The jury deliberated less than an hour after a brief trial that started Monday. After the verdict was read, Aretha Franklin’s grandchildren stepped forward from the first row to hug Kecalf and Edward.

“I’m very, very happy. I just wanted my mother’s wishes to be adhered to,” Kecalf Franklin said. “We just want to exhale right now. It’s been a long five years for my family, my children.”

Aretha Franklin was a global star for decades, known especially for hits like “Think,” “I Say a Little Prayer” and “Respect.” She did not leave behind a formal, typewritten will when she died five years ago at age 76.

But documents, with scribbles and hard-to-decipher passages, emerged in 2019 when a niece scoured the home for records.

In closing arguments, lawyers for Kecalf and Edward Franklin said the fact that the 2014 papers were found in a notebook in couch cushions did not make them less significant.

“You can take your will and leave it on the kitchen counter. It’s still your will,” Charles McKelvie told the jury.

Another lawyer, Craig Smith, pointed to the first line of the document, which was displayed on four large posters in front of the jury.

‘Speaking From the Grave’

“Says right here: ‘This is my will.’ She’s speaking from the grave, folks,” Smith said of Franklin.

Kecalf and Edward had teamed up against brother Ted White II, who favored the 2010 will. White’s attorney, Kurt Olson, noted the earlier will was under lock and key. He said it was much more important than papers found in a couch.

“We were here to see what the jury would rule. We’ll live with it,” Olson said after the verdict.

The jury found that the 2014 version was signed by Aretha Franklin, who put a smiley face in the letter ‘A.’

There still will be discussions over whether some provisions of the 2010 will should be fulfilled and whether Kecalf Franklin could become executor of the estate. Judge Jennifer Callaghan told all sides to file briefs and attend a status conference next week.

Franklin’s estate managers have been paying bills, settling millions in tax debts and generating income through music royalties and other intellectual property. The will dispute, however, has been unfinished business.

There are differences between the 2010 and 2014 versions, though they both appear to indicate that Franklin’s four sons would share income from music and copyrights.

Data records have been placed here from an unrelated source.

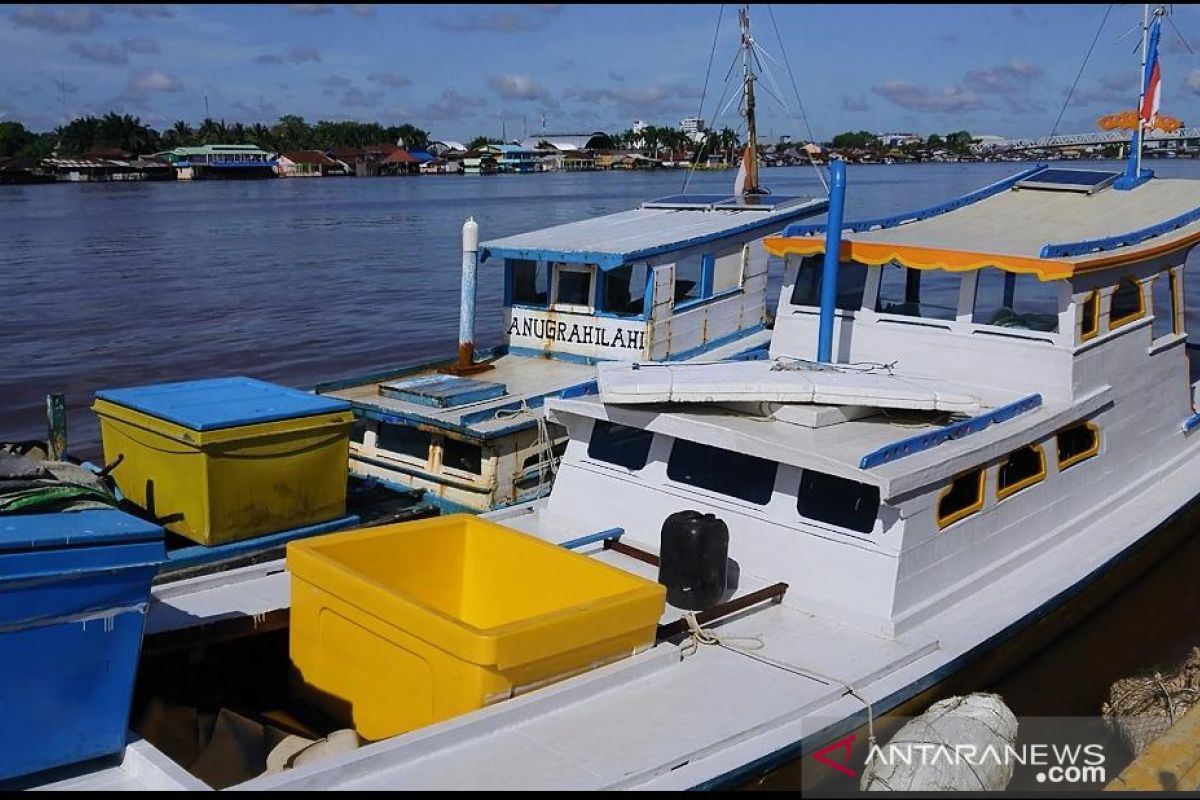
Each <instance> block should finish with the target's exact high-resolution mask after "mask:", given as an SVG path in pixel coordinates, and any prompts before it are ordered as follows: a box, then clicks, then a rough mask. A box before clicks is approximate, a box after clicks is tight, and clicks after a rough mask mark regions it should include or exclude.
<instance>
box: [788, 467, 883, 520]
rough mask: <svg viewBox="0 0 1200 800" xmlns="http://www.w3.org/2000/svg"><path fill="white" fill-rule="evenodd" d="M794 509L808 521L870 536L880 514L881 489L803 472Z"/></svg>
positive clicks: (821, 475) (801, 475)
mask: <svg viewBox="0 0 1200 800" xmlns="http://www.w3.org/2000/svg"><path fill="white" fill-rule="evenodd" d="M796 510H797V511H799V513H800V516H802V517H808V518H809V519H816V521H817V522H827V523H829V524H830V525H838V527H839V528H848V529H851V530H857V531H859V533H863V534H869V533H871V530H872V529H874V528H875V517H876V516H877V515H878V512H880V489H878V487H876V486H868V485H866V483H859V482H858V481H851V480H847V479H845V477H838V476H835V475H826V474H824V473H817V471H814V470H811V469H806V470H804V471H803V473H800V489H799V494H798V497H797V499H796Z"/></svg>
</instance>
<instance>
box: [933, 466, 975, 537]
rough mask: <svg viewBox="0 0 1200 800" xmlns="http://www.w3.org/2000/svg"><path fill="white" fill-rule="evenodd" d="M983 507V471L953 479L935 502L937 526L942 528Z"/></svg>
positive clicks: (970, 472) (965, 475)
mask: <svg viewBox="0 0 1200 800" xmlns="http://www.w3.org/2000/svg"><path fill="white" fill-rule="evenodd" d="M982 506H983V469H973V470H971V471H970V473H965V474H962V475H959V476H958V477H955V479H954V482H952V483H950V488H949V489H948V491H947V492H944V493H943V494H942V497H941V499H940V500H938V501H937V524H938V527H942V528H944V527H946V525H949V524H950V523H952V522H958V521H959V519H961V518H962V517H966V516H967V515H970V513H971V512H973V511H978V510H979V509H980V507H982Z"/></svg>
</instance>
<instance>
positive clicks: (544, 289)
mask: <svg viewBox="0 0 1200 800" xmlns="http://www.w3.org/2000/svg"><path fill="white" fill-rule="evenodd" d="M509 263H510V264H511V270H512V302H514V305H517V306H539V307H541V308H545V307H546V305H547V302H548V301H550V266H548V265H547V264H546V263H545V261H534V260H529V259H518V258H515V259H511V260H510V261H509Z"/></svg>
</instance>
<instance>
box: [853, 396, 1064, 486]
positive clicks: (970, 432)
mask: <svg viewBox="0 0 1200 800" xmlns="http://www.w3.org/2000/svg"><path fill="white" fill-rule="evenodd" d="M1039 405H1042V395H1030V396H1028V397H1022V398H1021V399H1019V401H1016V402H1013V403H1009V404H1007V405H1001V407H1000V408H996V409H992V410H991V411H988V413H986V414H980V415H979V416H972V417H971V419H968V420H962V421H960V422H954V423H953V425H948V426H946V427H944V428H940V429H937V431H931V432H929V433H920V434H917V435H916V437H908V438H907V439H900V440H899V441H893V443H892V444H889V445H883V446H882V447H880V449H878V450H872V451H871V452H869V453H866V455H865V456H863V458H862V461H859V462H858V467H859V468H860V469H870V468H872V467H878V465H881V464H887V463H888V462H893V461H896V459H899V458H904V457H905V456H912V455H914V453H919V452H922V451H924V450H929V449H931V447H936V446H937V445H940V444H943V443H947V441H949V440H950V439H961V438H962V437H966V435H970V434H972V433H979V432H980V431H983V429H984V428H986V427H988V426H989V425H991V423H992V422H997V423H998V422H1004V421H1007V420H1010V419H1013V417H1014V416H1016V415H1019V414H1024V413H1026V411H1031V410H1033V409H1036V408H1037V407H1039Z"/></svg>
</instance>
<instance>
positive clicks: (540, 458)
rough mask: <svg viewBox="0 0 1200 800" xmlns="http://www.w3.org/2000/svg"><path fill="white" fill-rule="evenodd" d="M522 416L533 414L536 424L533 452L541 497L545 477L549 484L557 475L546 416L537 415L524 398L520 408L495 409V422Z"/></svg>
mask: <svg viewBox="0 0 1200 800" xmlns="http://www.w3.org/2000/svg"><path fill="white" fill-rule="evenodd" d="M522 414H533V415H534V420H535V421H536V423H538V444H536V445H534V450H535V451H536V453H538V464H536V467H538V497H542V495H545V493H546V476H547V474H548V475H550V479H551V482H553V479H554V476H556V475H558V459H556V458H554V440H553V439H552V438H551V435H550V425H548V423H547V422H546V415H545V414H539V413H538V410H536V409H532V408H529V404H528V403H527V402H526V398H523V397H522V398H521V408H499V409H496V419H497V420H508V419H512V417H517V416H521V415H522Z"/></svg>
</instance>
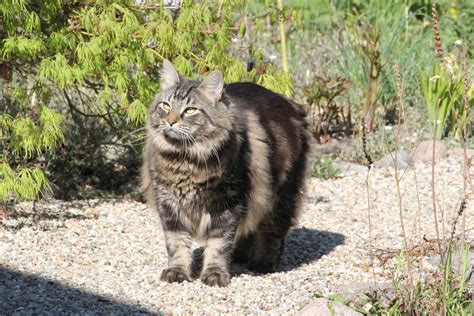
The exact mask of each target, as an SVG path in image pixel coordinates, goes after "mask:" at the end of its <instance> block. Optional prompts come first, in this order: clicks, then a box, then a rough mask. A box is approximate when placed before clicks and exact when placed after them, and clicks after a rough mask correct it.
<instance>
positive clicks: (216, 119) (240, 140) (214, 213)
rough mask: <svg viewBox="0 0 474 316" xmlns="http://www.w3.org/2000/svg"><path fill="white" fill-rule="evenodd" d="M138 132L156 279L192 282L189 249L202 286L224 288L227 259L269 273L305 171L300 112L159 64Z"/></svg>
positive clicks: (304, 120) (245, 88)
mask: <svg viewBox="0 0 474 316" xmlns="http://www.w3.org/2000/svg"><path fill="white" fill-rule="evenodd" d="M146 130H147V132H146V133H147V136H146V142H145V150H144V161H143V168H142V186H143V189H144V192H145V197H146V200H147V202H148V204H149V205H150V206H151V207H152V208H153V209H156V210H157V211H158V213H159V216H160V219H161V224H162V226H163V231H164V234H165V240H166V248H167V251H168V268H166V269H164V270H163V272H162V274H161V280H162V281H166V282H182V281H184V280H187V281H190V280H191V271H190V270H191V264H192V244H193V241H197V242H199V243H201V244H202V245H203V248H204V252H203V259H202V261H203V262H202V271H201V274H200V279H201V281H202V282H203V283H205V284H207V285H210V286H227V285H228V284H229V282H230V278H231V275H230V264H231V262H232V261H234V262H239V263H243V264H248V268H249V269H250V270H254V271H256V272H260V273H268V272H274V271H276V270H277V268H278V265H279V263H280V258H281V256H282V252H283V245H284V241H285V238H286V235H287V233H288V231H289V229H290V227H291V226H292V225H293V224H294V223H295V220H296V218H297V215H298V207H299V203H300V200H301V197H302V186H303V183H304V178H305V173H306V160H307V158H306V156H307V153H308V151H309V138H310V137H311V135H310V133H309V129H308V123H307V121H306V115H305V112H304V110H303V109H302V106H301V105H299V104H297V103H296V102H293V101H291V100H290V99H288V98H286V97H284V96H282V95H280V94H277V93H274V92H272V91H270V90H267V89H266V88H264V87H262V86H260V85H257V84H254V83H245V82H241V83H231V84H227V85H225V84H224V81H223V75H222V73H221V72H220V71H217V70H216V71H213V72H211V73H210V74H209V75H208V76H207V77H206V78H205V79H204V81H202V82H196V81H191V80H189V79H186V78H184V77H181V76H180V75H179V74H178V73H177V71H176V69H175V68H174V66H173V65H172V64H171V63H170V62H169V61H168V60H164V62H163V69H162V73H161V91H160V92H159V93H158V94H157V95H156V96H155V98H154V100H153V101H152V103H151V105H150V107H149V113H148V121H147V124H146Z"/></svg>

But under the 2014 will, Kecalf Franklin and grandchildren would get his mother’s main home in Bloomfield Hills, which was valued at $1.1 million when she died but is worth much more today.

The older will said Kecalf, 53, and Edward Franklin, 64, “must take business classes and get a certificate or a degree” to benefit from the estate. That provision is not in the 2014 version.

White, who played guitar with Aretha Franklin, testified against the 2014 will, saying his mother typically would get important documents done “conventionally and legally” and with assistance from an attorney. He did not immediately comment after the verdict.

The sharpest remarks of the trial came from Smith, who represented Edward Franklin. He told the jury White “wants to disinherit his two brothers. Teddy wants it all.”

Kecalf Franklin sat near White during the trial but they did not appear to speak to each other.

“I love my brother with all my heart,” Kecalf said outside court when asked if there was a rift.

Aretha Franklin’s other son, Clarence Franklin, lives under guardianship in an assisted living center and did not participate in the trial.